My brothers and I were quite frightened of the park warden, who seemed to be permanently grumpy: the zenith of that being the day when our dog brought down a model airplane and ate it. The dog was banned unless he was on a lead from that point on.

But there was something in the park that was scarier than the warden.

Every August bank holiday weekend the park was taken over by a huge county show, including a donkey derby and mini tractor racing, and yes, even a ‘best cake’ competition but the biggest draw was the funfair which came to life at night.

Now, according to my mum – who worked in Health and Safety – this fair had to be run by cowboys and morons and if any one of us dared to get on a ride (which clearly, according to her, must have not been serviced and would be missing some crucial nut or bolt) then we would surely die after being flung 50 metres across the park into something hard and most probably pointy, i.e. the railings.

This approach to funfairs was instilled in me from an early age: I was seven when we moved to the house with the evil fair up the road.

The bumper cars were allowed, there always seemed to be a bloke with a fag in his mouth hanging off the end of ours; and the waltzers as well, they were more or less attached something solid, but if you were ever caught squandering your pocket money on something which swung around at great speed at anything above head height, well you’d better look for somewhere new to live.

This meant that mostly we had to entertain ourselves with trying to win goldfish on the Hook-A-Duck stall and eyeing up the candy floss sellers (it’s not a diet food is it? Cast an eye over your average candy floss seller, do they have their own teeth?

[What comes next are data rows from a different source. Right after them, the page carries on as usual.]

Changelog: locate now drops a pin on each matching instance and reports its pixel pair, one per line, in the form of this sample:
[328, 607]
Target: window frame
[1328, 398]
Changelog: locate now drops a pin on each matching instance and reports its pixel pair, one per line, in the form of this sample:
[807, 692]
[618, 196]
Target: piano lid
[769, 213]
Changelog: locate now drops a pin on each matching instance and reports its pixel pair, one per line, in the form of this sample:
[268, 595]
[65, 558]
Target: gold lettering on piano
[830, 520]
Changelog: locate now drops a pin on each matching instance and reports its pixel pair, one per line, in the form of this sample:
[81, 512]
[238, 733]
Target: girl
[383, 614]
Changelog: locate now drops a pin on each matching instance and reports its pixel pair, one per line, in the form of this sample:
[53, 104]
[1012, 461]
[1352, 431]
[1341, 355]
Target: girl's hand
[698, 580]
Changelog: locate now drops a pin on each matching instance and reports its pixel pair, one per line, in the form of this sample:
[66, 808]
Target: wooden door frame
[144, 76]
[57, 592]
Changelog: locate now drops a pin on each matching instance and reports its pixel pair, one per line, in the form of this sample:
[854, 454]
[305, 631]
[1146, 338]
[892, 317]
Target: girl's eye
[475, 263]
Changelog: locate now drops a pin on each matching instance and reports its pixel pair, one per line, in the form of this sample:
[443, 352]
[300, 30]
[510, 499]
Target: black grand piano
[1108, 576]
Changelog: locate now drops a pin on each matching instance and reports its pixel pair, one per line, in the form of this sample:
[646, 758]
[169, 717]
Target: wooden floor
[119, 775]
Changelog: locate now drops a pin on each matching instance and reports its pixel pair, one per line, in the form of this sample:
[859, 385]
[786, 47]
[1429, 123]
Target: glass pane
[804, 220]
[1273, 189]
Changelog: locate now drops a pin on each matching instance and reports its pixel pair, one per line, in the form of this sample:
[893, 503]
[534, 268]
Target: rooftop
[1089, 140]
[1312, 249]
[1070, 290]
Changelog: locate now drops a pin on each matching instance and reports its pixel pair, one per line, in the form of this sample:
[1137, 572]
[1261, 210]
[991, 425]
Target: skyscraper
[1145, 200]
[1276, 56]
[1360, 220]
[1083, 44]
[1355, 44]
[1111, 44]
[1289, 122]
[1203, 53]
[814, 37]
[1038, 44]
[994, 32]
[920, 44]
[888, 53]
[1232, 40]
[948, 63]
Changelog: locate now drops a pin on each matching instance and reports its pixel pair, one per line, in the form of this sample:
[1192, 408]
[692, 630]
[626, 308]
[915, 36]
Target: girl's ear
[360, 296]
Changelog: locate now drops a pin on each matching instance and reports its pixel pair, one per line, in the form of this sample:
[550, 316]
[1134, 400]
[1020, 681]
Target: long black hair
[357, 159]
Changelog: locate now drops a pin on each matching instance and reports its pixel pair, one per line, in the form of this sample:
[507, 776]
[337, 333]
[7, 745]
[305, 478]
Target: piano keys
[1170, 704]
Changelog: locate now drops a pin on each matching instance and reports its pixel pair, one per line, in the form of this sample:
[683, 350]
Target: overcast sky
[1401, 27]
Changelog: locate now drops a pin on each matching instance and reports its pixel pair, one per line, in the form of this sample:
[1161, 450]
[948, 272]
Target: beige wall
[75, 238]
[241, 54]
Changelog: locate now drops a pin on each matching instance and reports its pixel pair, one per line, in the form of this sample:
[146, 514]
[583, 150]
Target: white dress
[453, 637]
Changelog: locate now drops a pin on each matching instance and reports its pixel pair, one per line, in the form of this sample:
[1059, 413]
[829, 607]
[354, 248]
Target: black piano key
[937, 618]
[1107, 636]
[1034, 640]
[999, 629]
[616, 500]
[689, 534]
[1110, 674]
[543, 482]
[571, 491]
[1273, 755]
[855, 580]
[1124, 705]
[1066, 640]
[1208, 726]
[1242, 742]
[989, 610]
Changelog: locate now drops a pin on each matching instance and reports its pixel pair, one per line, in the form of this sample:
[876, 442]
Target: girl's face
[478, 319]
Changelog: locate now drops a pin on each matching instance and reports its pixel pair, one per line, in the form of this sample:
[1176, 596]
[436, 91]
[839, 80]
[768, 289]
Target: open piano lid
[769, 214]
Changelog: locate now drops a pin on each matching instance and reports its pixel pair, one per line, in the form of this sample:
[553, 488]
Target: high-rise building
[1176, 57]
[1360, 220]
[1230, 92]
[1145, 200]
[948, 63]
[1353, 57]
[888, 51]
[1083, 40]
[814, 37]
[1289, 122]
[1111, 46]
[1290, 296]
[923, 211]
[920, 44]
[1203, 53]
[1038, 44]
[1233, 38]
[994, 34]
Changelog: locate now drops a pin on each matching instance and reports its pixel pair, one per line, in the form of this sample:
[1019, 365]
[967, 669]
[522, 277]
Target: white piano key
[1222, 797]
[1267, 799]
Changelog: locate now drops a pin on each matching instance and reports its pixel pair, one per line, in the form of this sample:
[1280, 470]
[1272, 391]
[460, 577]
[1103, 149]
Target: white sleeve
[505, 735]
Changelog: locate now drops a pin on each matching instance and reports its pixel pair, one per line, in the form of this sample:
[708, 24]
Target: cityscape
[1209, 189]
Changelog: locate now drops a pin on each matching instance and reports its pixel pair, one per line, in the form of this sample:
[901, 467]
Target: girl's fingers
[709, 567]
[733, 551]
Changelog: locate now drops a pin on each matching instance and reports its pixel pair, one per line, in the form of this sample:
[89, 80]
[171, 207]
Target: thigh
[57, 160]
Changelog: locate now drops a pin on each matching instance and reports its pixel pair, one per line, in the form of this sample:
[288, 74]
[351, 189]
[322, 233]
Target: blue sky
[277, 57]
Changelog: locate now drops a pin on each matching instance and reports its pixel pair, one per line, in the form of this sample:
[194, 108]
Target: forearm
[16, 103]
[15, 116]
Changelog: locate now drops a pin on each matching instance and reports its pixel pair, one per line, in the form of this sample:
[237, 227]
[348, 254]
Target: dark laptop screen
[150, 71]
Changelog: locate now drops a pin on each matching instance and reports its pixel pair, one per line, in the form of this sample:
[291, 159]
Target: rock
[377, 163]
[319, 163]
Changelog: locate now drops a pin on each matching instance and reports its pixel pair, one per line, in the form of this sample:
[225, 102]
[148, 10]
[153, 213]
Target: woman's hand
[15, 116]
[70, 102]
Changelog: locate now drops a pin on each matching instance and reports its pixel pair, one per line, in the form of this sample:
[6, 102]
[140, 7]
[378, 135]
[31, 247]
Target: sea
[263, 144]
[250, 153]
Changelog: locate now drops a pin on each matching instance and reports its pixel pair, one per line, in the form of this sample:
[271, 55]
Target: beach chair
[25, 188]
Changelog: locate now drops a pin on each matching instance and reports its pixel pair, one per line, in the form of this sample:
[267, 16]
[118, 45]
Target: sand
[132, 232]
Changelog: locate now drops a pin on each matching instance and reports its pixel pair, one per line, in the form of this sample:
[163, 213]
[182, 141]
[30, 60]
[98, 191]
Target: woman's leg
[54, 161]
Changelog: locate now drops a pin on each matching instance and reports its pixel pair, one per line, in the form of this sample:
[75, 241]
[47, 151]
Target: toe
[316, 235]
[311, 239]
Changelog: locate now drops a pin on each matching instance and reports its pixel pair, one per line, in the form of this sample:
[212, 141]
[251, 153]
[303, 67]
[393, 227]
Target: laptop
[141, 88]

My mum also had an opinion on that, but it was deemed less fatal than going on any ride which actually left the ground).

So, I had to jump over some old preconceptions this weekend when I took La Gidg down to the local fair in Port Andratx.

The demonis in the Corre Foc still scare her, but the fair fascinates her.

I am the other way around, so it was a real pleasure to share with her the things that I know do make a fair: please welcome to the Family Matters pet roll call of honour, Whizzy the Goldfish.

It took two attempts to get him, but I was determined. And no, we didn’t brush our teeth after the candy floss, we can live a little dangerously, after all.